My hermit dreams were smashed, swiftly and jarringly, once I got to graduate school. I was yanked into an unrelenting current of lab meetings, departmental seminars, and international conferences. Every time I presented my data, I battled the nagging angst: What if I sounded stupid? What if I was asked something I didn’t know? The “what ifs” plagued me for days before any presentation, no matter how small. Often at these conferences there would be networking events at the end of an already long day. I would think, “Really?! Haven’t we engaged enough?” Regrettably, I dodged most of these sessions because I lacked the confidence to believe that anyone would want to connect with me. When I did attend, I’d stand in the corner talking to maybe one or two people – not a great way to expand your network if that’s what you’re looking to do.
“It’s not what you know, it’s who you know.” You’ve been hearing this for years, and guess what? It’s the absolute truth. More than 70% of people land jobs through networking, according to studies in the Academy of Management Journal. A recent CareerXroads survey showed that only 15% of positions were filled through job boards.

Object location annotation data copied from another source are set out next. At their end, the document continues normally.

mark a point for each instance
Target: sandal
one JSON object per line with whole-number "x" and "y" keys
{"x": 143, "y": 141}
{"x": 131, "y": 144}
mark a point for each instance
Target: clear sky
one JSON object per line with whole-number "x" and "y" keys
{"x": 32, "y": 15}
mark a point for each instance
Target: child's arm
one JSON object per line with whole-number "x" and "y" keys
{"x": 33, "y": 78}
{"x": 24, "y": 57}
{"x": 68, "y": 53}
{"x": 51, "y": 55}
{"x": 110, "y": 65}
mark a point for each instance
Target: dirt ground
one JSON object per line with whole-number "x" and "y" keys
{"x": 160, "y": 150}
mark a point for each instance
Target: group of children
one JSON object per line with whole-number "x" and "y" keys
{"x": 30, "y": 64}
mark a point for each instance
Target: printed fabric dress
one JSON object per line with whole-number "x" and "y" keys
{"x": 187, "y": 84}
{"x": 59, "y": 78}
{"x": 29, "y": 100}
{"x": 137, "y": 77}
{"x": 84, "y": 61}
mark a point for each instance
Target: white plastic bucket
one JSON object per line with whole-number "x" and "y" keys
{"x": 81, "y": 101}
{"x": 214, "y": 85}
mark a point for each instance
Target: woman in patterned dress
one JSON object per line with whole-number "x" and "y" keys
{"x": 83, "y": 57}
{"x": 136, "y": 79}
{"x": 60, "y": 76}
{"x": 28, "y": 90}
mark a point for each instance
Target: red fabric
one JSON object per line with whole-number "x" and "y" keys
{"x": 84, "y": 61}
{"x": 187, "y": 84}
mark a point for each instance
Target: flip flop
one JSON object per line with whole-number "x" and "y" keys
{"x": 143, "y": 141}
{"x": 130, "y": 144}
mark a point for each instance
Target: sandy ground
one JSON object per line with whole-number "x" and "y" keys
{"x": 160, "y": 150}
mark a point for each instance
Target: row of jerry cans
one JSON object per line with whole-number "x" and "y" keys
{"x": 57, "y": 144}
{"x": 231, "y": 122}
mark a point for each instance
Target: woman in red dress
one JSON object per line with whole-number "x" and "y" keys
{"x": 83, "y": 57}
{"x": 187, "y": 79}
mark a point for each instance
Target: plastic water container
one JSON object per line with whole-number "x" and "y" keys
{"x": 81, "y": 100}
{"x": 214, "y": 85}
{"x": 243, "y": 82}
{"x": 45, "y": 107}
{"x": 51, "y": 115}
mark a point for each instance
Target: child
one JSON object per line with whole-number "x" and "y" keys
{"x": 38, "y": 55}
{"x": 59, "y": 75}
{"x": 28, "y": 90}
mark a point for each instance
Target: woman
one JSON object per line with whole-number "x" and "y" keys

Maybe you’ll be one of the 15%, but I know I’m not willing to take those odds.
For the introverts among us, these numbers may seem daunting, yet relations with others are one of the most primal and natural ways humans survive and thrive. It’s instinctive to reach out and forge symbiotic connections. We network every day without a second thought. Why, then, do networking sites such as LinkedIn seem foreign and impenetrable to some of us? LinkedIn provides the perfect platform for those looking to reach out and learn from others without appearing too vulnerable. But there’s a catch: it must be used strategically and with finesse, especially when a 2013 report by Social Times shows that 94% of recruiters and hiring managers use LinkedIn to vet job candidates. Only 65% use Facebook and 55% Twitter.
I’m no great expert on LinkedIn. Years ago, I created a profile, connected with people I already knew, copied and pasted my resume into the appropriate sections, and even uploaded a photograph. Then I sat back and waited for opportunity to magically appear and transform my life.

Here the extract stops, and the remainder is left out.